Khyber Girls Medical College خیبر خواتین طبی کالج
- Motto: Quest for Excellence
- Type: Public/Government
- Established: 2004
- Affiliations: Khyber Medical University
- Principal: Zahid Aman
- Location: Peshawar, Pakistan
- Campus: sub-urban;
- Website: kgmc.edu.pk

= Khyber Girls Medical College =

Khyber Girls Medical College (د خیبر ښځو طب پوهنځی) (KGMC) is the first public sector medical college for girls in Khyber Pakhtunkhwa which came into existence in May 2004 as a women's-only campus of KMC Peshawar.
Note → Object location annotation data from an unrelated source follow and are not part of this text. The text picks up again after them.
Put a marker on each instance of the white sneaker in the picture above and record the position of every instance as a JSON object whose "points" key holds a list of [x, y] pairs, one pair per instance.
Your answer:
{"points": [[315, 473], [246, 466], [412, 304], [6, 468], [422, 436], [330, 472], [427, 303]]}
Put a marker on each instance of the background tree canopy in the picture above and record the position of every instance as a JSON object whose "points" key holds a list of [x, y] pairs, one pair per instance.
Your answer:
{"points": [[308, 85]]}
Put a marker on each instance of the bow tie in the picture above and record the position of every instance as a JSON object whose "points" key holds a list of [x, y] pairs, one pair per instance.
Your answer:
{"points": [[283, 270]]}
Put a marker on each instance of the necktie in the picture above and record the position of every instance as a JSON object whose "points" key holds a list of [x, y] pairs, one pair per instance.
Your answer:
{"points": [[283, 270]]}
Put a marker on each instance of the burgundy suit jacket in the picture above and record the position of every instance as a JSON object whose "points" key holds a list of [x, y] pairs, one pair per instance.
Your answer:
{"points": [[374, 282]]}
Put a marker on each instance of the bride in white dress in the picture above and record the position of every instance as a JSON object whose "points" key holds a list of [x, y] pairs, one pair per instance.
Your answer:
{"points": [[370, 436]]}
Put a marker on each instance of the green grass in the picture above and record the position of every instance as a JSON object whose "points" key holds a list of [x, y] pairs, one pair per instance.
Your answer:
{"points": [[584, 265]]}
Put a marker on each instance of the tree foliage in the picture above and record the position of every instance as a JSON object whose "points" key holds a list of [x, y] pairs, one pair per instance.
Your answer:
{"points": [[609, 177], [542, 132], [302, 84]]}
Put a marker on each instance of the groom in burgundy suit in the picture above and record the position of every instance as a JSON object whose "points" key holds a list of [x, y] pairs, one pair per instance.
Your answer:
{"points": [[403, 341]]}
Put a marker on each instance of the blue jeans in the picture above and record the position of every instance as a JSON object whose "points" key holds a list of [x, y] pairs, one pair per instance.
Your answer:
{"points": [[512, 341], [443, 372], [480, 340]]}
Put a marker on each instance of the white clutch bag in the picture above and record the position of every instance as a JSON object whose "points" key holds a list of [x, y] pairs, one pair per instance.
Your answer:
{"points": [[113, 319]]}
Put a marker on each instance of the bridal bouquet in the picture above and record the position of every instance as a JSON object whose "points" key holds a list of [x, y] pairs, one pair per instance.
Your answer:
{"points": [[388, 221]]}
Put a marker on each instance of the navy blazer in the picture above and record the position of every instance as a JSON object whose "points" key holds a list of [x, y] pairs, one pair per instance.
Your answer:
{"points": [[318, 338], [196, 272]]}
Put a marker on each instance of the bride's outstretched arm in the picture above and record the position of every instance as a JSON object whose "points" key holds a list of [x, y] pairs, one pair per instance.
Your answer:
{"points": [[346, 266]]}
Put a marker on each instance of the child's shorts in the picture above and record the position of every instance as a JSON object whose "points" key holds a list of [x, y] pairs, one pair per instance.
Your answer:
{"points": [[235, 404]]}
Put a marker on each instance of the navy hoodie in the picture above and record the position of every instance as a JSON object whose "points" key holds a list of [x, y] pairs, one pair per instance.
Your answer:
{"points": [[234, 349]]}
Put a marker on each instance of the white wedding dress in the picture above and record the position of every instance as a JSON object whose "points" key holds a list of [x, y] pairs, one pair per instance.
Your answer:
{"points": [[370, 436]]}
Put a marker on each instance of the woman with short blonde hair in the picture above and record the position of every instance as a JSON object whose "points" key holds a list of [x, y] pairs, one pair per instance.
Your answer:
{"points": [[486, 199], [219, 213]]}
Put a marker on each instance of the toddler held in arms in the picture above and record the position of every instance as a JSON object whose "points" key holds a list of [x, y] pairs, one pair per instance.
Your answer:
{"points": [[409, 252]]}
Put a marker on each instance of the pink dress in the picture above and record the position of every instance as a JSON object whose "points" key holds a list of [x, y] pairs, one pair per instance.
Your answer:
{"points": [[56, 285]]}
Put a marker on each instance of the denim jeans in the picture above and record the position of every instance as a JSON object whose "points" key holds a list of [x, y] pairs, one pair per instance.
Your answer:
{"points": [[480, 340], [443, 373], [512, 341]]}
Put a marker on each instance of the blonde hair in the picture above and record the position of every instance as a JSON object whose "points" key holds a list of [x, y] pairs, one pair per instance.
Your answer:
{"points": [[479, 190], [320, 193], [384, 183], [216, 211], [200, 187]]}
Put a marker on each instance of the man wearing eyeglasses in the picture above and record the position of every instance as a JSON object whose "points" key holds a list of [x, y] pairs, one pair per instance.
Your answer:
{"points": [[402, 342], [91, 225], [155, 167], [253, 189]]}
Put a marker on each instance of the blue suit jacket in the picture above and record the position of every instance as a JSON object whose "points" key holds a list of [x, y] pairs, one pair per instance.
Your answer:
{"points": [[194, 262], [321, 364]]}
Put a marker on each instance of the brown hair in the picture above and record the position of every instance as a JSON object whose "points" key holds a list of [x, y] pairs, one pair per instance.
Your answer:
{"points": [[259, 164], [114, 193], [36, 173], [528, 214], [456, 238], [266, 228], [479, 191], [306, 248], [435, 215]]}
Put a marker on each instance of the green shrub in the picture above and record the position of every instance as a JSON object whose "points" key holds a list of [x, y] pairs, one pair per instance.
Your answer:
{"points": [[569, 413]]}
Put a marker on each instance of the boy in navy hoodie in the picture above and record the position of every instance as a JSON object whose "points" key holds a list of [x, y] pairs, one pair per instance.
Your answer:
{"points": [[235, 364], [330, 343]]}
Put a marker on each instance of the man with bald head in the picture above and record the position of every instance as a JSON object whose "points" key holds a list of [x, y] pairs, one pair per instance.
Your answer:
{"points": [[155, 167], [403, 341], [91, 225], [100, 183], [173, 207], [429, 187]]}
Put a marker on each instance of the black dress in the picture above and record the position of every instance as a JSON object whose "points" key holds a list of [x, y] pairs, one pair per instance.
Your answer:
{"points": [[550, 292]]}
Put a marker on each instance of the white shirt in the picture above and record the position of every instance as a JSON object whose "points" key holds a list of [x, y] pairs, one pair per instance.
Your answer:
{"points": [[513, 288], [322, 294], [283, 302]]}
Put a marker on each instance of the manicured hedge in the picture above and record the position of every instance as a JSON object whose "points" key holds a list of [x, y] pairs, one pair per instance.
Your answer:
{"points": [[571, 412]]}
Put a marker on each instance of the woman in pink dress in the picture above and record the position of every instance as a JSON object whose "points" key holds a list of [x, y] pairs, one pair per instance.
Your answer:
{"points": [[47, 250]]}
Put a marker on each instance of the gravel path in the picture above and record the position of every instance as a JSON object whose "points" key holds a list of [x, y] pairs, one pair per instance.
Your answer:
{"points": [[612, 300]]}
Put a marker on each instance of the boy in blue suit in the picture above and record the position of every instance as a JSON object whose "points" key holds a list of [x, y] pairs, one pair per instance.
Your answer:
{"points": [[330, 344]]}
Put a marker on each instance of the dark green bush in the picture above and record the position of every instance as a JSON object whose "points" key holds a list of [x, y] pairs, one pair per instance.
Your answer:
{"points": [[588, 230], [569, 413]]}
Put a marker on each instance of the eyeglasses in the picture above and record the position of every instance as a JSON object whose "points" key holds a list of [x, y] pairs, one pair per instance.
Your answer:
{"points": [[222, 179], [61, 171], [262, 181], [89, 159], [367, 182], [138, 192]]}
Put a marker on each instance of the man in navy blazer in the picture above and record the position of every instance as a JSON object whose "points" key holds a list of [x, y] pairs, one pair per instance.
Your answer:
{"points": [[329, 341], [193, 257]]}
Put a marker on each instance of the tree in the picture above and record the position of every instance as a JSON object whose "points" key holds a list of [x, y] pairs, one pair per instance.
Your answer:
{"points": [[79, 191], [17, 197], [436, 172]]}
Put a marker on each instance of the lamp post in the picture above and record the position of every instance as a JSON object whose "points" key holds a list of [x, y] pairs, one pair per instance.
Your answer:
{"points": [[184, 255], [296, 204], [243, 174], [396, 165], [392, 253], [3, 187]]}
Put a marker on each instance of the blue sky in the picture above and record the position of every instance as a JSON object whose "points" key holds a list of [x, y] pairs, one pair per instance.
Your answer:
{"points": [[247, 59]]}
It was declared as an independent college in December 2005, and is recognized by Pakistan Medical & Dental Council in December 2008.

==History==
Initially, this project was launched in the name 'Girl campus of Khyber Medical College' with the first batch of 50 students during the academic session 2004-05. Later, the then Chief Minister Khyber Pakhtunkhwa Akram Khan Durrani announced the conversion of 'Girls campus of KMC Peshawar' as an independent medical college with the name of 'Khyber Girls Medical College' with effect from 8 December 2005. KGMC is ranked as one of the top medical college of Khyber Pakhtunkhwa.